Merge sort algorithm aside, nested for loop with iterator's is just as valid as nested for loops with two variables i and j.
You can nest loops of any kind (for, while, do while) as long as you don't reuse the loop variables. If you would try that it would compile but may fail miserably during runtime. Although technically allowed to use the same name for nested loop variables in modern C and C++ it is confusing and should be avoided.
It's no more or less prone to errors than a single loop except for the already mentioned problem with the reuse of loop variables.
Read more about the limits of nested loops.
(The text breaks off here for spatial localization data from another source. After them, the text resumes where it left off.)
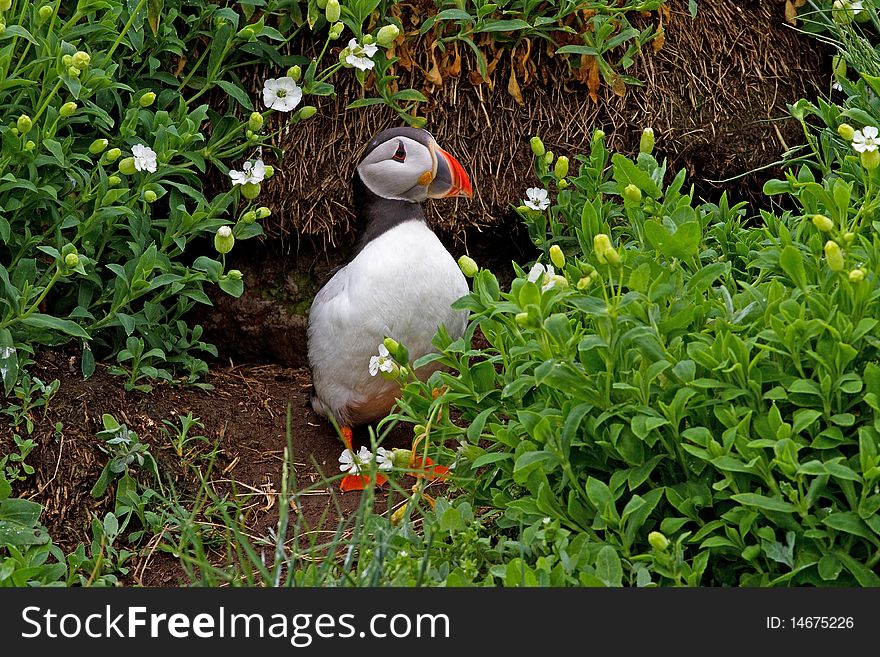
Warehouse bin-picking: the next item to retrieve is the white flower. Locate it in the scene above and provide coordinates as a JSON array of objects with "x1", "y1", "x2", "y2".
[
  {"x1": 370, "y1": 344, "x2": 394, "y2": 376},
  {"x1": 376, "y1": 447, "x2": 394, "y2": 472},
  {"x1": 229, "y1": 160, "x2": 266, "y2": 185},
  {"x1": 525, "y1": 187, "x2": 550, "y2": 210},
  {"x1": 345, "y1": 39, "x2": 379, "y2": 71},
  {"x1": 528, "y1": 262, "x2": 556, "y2": 292},
  {"x1": 339, "y1": 447, "x2": 373, "y2": 475},
  {"x1": 263, "y1": 76, "x2": 302, "y2": 112},
  {"x1": 131, "y1": 144, "x2": 156, "y2": 173},
  {"x1": 853, "y1": 125, "x2": 880, "y2": 153}
]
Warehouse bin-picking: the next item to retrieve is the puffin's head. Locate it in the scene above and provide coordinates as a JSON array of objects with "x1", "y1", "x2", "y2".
[{"x1": 357, "y1": 128, "x2": 473, "y2": 203}]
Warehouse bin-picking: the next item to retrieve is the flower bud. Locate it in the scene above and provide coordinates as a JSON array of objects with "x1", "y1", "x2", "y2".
[
  {"x1": 813, "y1": 214, "x2": 834, "y2": 233},
  {"x1": 639, "y1": 128, "x2": 654, "y2": 155},
  {"x1": 553, "y1": 155, "x2": 568, "y2": 180},
  {"x1": 382, "y1": 338, "x2": 400, "y2": 359},
  {"x1": 324, "y1": 0, "x2": 342, "y2": 23},
  {"x1": 287, "y1": 64, "x2": 302, "y2": 82},
  {"x1": 89, "y1": 139, "x2": 110, "y2": 155},
  {"x1": 529, "y1": 136, "x2": 547, "y2": 157},
  {"x1": 248, "y1": 112, "x2": 263, "y2": 132},
  {"x1": 831, "y1": 0, "x2": 855, "y2": 25},
  {"x1": 742, "y1": 545, "x2": 761, "y2": 561},
  {"x1": 593, "y1": 233, "x2": 614, "y2": 265},
  {"x1": 214, "y1": 226, "x2": 235, "y2": 253},
  {"x1": 859, "y1": 151, "x2": 880, "y2": 171},
  {"x1": 648, "y1": 532, "x2": 669, "y2": 552},
  {"x1": 550, "y1": 244, "x2": 565, "y2": 269},
  {"x1": 70, "y1": 50, "x2": 92, "y2": 71},
  {"x1": 241, "y1": 183, "x2": 260, "y2": 201},
  {"x1": 376, "y1": 25, "x2": 400, "y2": 48},
  {"x1": 15, "y1": 114, "x2": 34, "y2": 135},
  {"x1": 831, "y1": 55, "x2": 846, "y2": 78},
  {"x1": 117, "y1": 157, "x2": 137, "y2": 176},
  {"x1": 837, "y1": 123, "x2": 856, "y2": 141},
  {"x1": 391, "y1": 448, "x2": 412, "y2": 470},
  {"x1": 458, "y1": 255, "x2": 480, "y2": 278},
  {"x1": 550, "y1": 274, "x2": 572, "y2": 290},
  {"x1": 825, "y1": 240, "x2": 843, "y2": 271},
  {"x1": 623, "y1": 184, "x2": 642, "y2": 204}
]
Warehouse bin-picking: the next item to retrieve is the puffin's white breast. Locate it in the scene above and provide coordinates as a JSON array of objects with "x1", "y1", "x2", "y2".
[{"x1": 309, "y1": 221, "x2": 468, "y2": 424}]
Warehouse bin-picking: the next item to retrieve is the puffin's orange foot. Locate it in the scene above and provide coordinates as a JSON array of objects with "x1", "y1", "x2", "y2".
[
  {"x1": 339, "y1": 475, "x2": 388, "y2": 492},
  {"x1": 341, "y1": 427, "x2": 354, "y2": 453}
]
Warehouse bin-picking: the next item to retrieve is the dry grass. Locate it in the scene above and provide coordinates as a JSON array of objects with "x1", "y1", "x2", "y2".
[{"x1": 242, "y1": 0, "x2": 829, "y2": 251}]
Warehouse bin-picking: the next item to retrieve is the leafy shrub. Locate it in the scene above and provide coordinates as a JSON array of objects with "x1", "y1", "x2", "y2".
[{"x1": 398, "y1": 111, "x2": 880, "y2": 586}]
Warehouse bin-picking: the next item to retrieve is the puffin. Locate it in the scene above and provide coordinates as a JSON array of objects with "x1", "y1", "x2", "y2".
[{"x1": 307, "y1": 127, "x2": 473, "y2": 450}]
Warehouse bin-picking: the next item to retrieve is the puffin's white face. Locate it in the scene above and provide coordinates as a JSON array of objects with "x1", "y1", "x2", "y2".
[
  {"x1": 358, "y1": 136, "x2": 437, "y2": 203},
  {"x1": 357, "y1": 128, "x2": 473, "y2": 203}
]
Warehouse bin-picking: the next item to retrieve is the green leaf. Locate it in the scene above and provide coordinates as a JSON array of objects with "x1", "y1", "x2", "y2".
[
  {"x1": 219, "y1": 278, "x2": 244, "y2": 299},
  {"x1": 21, "y1": 313, "x2": 91, "y2": 340},
  {"x1": 595, "y1": 545, "x2": 623, "y2": 586},
  {"x1": 611, "y1": 153, "x2": 663, "y2": 199},
  {"x1": 779, "y1": 244, "x2": 807, "y2": 290},
  {"x1": 0, "y1": 497, "x2": 49, "y2": 547},
  {"x1": 217, "y1": 80, "x2": 254, "y2": 112},
  {"x1": 731, "y1": 493, "x2": 798, "y2": 513},
  {"x1": 644, "y1": 221, "x2": 702, "y2": 260},
  {"x1": 147, "y1": 0, "x2": 165, "y2": 36}
]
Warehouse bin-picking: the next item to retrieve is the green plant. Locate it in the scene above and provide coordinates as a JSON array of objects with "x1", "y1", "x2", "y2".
[
  {"x1": 92, "y1": 413, "x2": 159, "y2": 497},
  {"x1": 162, "y1": 412, "x2": 208, "y2": 461},
  {"x1": 393, "y1": 115, "x2": 880, "y2": 586}
]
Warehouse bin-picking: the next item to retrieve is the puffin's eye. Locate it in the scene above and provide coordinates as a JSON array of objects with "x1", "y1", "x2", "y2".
[{"x1": 391, "y1": 141, "x2": 406, "y2": 162}]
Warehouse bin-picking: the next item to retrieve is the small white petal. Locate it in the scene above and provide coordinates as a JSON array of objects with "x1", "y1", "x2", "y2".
[{"x1": 528, "y1": 262, "x2": 545, "y2": 283}]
Nesting for loops is a totally legit way to do things. For example, it's the classic "old school" way to traverse a 2D array - one loop goes down the y axis, and the other loop goes down the x axis.
Nowadays, with those kids and their for each loops and iterators and mapping functions there are arguably "better" ways to do it, (for some definition of better) but nesting loops works just fine. Using C++ or pointers doesn't change that.
Yes, you can do this. And yes, it is often prone to errors. In fact, writing loops is itself prone to errors, which is one argument to use the algorithms in the STL like for_each, copy and transform.
Yes, you can nest loops, or other statements, to pretty much whatever depth you want (within reason; there are limits, as mentioned in another answer, but they're way above what you should ever need).